1.) On the future of acquisitions: Aubrey McClendon said that the good plays throughout the US have now been all acquired, and all are tightly held by strong operating companies. The opportunity to buy leaseholds and acreage like what CHK has done in the last five years is likely to be over. CHK put a ton of detail about its land positions in its press release for the first time, which suggests that they don't perceive the release of that information as being a threat to acquisitions in the future. This is a big change from them.

2.) The company is rapidly increasing its drilling fleet. Started with 75 rigs, adding 65 in 2006 alone. #2 driller in US has just 65 rigs total, so CHK is adding a #1 sized driller in 2006 alone.

3.) Service cost inflation has peaked and Aubrey said late 2006 and 2007 will be "a great time to be drilling."

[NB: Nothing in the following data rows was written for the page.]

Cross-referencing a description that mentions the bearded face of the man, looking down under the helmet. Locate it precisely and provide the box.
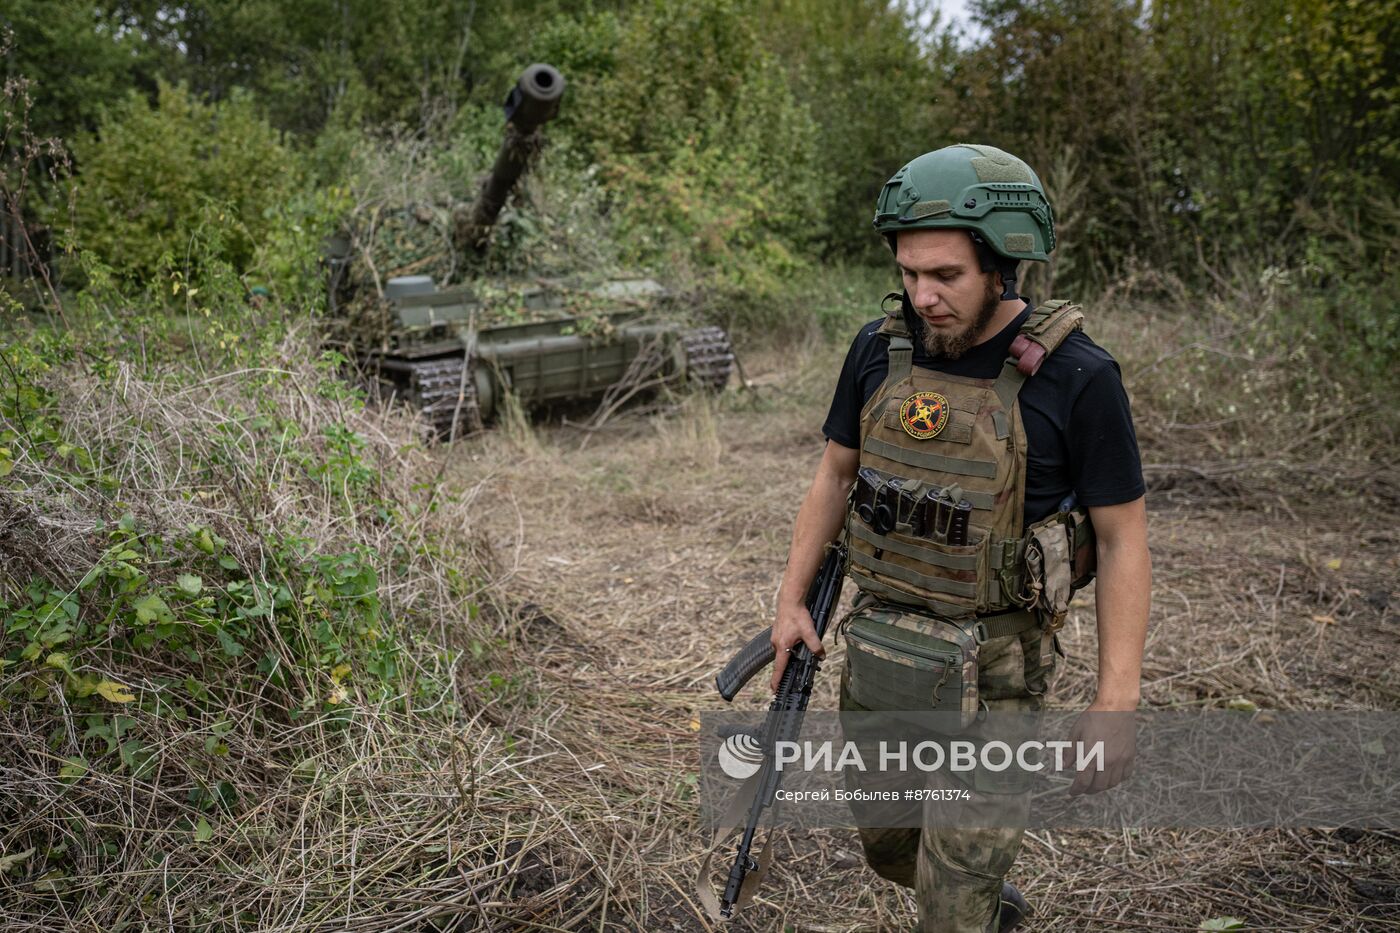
[895,230,1001,360]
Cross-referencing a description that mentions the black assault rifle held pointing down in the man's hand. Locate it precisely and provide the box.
[700,541,846,919]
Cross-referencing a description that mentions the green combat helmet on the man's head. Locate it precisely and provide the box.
[875,143,1054,298]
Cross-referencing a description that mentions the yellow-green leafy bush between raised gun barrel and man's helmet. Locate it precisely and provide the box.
[535,0,833,296]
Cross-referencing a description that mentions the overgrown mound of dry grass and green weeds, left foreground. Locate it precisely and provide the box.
[0,316,515,929]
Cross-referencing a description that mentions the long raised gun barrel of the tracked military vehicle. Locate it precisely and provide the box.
[452,64,564,256]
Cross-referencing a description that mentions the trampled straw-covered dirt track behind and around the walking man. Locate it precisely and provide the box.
[452,350,1400,930]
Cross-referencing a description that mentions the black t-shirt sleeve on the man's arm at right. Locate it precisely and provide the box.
[1067,363,1147,506]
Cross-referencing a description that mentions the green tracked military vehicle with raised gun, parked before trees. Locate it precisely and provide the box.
[329,64,735,437]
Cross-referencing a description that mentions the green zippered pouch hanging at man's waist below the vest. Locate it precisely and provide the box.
[843,607,979,731]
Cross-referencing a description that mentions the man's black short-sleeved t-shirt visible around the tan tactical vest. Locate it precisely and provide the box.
[822,295,1147,525]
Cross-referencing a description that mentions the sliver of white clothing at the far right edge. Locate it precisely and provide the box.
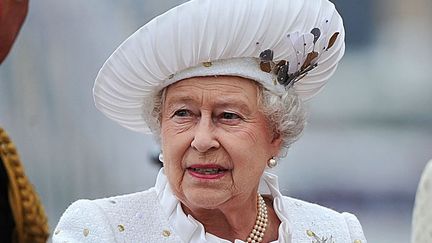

4.) Natural gas inventory drew down in late July for the first time that anyone can remember. Aubrey said that in future years, there could be 2 to 3 weeks of drawdowns in the July & August time frame. In February, Aubrey predicted that a hot summer could affect inventory more than a cold winter, and it appears that his prediction has come true. If, in future years, the summer months cease to be net add months for inventory, the implication for the long-term trend of gas prices could be very bullish.

5.) Hedging gains were over $1 billion in last 6 months, essentially severing the stock price from the price of natural gas for the near future. 90%+ hedging in 2006, 70% in 2007, and about 50% in 2009, all at prices above $9.00 per MCFE. The hedging program has been truly brilliant in the last 24 months.

6.) The 14 TCFE of unproved reserves are reported after very conservative risk adjustments. Unrisked, the company could be sitting on 56 TCFE, which is a mind-boggling number. I didn't appreciate this before, and if even one quarter of the difference between 56 and 14 TCFE is realized by the company in coming years, it could push the stock price above $100. Proving any substantial increment of gas above the 14 TCFE currently in the unproven column would make the company's acquisitions in the last 5 years turn out to be wildly profitable, with IRRs in excess of 100%.

Pretty interesting stuff. With that inventory drawdown last week due to the heat, it appears that we may have seen the bottom in natural gas for some time to come.